Lie Algebra of the Lorentz Group $SO(1,3)^{\uparrow}$ I'm trying to get my head around the Lie algebra of the Lorentz group once and for all, but have got tied up in knots. Where is my error in the following? The universal covering group of the Lorentz group is $SL(2,\mathbb{C})$. Therefore the Lie algebra of the Lorentz group is $\frak{sl}(2,\mathbb{C})$, a real Lie algebra of dimension 6. Its complexification is again $\frak{sl}(2,\mathbb{C})$, since that's already a complex Lie algebra! The problem is this doesn't agree with Wikipedia here which suggests that the complexification of the Lie algebra of the Lorentz group is $\frak{sl}(2,\mathbb{C})\oplus \frak{sl}(2,\mathbb{C})$. Where do they get this extra term from and/or why am I missing it? Apologies if it's something obvious - it's been a long day and is nearly midnight here!

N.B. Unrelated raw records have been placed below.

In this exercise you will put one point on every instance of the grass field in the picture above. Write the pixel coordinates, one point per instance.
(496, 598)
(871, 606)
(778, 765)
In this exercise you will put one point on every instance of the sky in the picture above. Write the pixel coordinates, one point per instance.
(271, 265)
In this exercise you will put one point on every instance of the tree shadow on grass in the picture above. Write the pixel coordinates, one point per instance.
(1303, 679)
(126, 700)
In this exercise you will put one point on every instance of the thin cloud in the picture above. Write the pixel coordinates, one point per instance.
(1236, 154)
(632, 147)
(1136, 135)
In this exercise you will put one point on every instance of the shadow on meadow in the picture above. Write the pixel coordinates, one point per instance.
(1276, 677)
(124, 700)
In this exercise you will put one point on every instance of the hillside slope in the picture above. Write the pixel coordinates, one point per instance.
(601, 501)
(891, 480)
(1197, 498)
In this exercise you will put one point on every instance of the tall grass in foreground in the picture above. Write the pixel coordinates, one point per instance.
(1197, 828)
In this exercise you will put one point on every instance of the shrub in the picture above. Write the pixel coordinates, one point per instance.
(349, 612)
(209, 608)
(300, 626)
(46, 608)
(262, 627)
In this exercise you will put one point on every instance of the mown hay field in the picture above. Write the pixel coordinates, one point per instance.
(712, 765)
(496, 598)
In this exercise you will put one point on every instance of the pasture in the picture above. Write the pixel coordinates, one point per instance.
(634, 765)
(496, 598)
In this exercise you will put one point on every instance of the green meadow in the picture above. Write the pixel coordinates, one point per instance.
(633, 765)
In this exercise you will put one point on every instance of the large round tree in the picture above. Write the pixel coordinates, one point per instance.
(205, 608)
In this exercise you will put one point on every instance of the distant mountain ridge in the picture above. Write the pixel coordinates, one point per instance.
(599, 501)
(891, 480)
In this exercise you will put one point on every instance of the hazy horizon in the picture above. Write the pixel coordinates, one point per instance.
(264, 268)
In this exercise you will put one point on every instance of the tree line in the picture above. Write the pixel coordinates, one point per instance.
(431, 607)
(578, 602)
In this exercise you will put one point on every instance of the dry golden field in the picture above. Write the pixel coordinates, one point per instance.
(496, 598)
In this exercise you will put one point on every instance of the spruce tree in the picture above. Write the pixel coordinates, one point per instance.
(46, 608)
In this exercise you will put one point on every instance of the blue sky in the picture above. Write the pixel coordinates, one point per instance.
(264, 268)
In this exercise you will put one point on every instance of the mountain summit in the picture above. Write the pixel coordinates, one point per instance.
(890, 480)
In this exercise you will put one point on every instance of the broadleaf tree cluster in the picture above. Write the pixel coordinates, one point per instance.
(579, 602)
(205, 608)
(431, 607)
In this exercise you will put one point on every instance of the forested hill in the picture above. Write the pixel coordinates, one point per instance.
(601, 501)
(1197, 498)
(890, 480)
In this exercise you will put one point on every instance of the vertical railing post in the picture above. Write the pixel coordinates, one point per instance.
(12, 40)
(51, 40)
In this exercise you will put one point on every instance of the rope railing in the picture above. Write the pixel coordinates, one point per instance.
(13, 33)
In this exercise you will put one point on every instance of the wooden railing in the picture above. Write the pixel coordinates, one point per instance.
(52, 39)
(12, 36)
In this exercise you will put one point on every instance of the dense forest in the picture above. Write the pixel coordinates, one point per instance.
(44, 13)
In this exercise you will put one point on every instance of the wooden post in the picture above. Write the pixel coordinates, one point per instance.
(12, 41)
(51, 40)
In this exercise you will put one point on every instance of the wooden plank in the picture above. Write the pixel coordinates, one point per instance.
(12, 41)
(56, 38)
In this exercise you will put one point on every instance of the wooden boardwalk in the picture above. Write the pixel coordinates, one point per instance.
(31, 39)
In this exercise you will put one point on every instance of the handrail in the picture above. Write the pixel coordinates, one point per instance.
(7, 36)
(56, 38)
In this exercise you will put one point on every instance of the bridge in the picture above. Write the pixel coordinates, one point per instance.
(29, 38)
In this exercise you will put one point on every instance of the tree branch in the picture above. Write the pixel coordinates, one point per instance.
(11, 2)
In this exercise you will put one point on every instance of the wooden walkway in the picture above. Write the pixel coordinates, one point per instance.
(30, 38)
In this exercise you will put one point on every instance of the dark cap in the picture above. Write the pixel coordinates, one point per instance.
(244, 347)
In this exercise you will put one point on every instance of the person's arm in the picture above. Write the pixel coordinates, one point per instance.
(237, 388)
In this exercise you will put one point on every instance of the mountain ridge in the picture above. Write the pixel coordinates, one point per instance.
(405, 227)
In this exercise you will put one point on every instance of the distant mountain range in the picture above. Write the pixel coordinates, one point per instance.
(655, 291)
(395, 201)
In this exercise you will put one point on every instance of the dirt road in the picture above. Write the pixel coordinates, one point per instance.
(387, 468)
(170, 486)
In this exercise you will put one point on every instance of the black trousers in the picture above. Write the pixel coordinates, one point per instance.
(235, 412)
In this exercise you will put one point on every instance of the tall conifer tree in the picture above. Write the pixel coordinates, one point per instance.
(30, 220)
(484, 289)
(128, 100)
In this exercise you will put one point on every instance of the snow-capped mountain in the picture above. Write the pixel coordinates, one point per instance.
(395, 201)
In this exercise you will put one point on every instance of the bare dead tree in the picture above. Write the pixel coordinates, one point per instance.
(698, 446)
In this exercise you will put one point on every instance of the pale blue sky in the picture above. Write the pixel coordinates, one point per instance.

In your second paragraph, you are viewing $SL(2,\mathbb C)$ as a _real_ Lie group. Its Lie algebra is $\mathfrak{sl}_2(\mathbb C)$ viewed as a _real_ Lie algebra. The complexification is therefore $\mathfrak{sl}_2(\mathbb C)\otimes_{\mathbb R}\mathbb C$. This is not the complex Lie algebra $\mathfrak{sl}_2(\mathbb C)$: for one thing, its dimension is $6$ while the latter has dimension $3$.

Now, if $g$ is a complex Lie algebra and we let $g_{\mathbb R}$ be $g$ viewed as a _real_ Lie algebra, wwe always have that the complexification of $g_{\mathbb R}$ is $g\oplus g$. Proving this is an instructive exercise.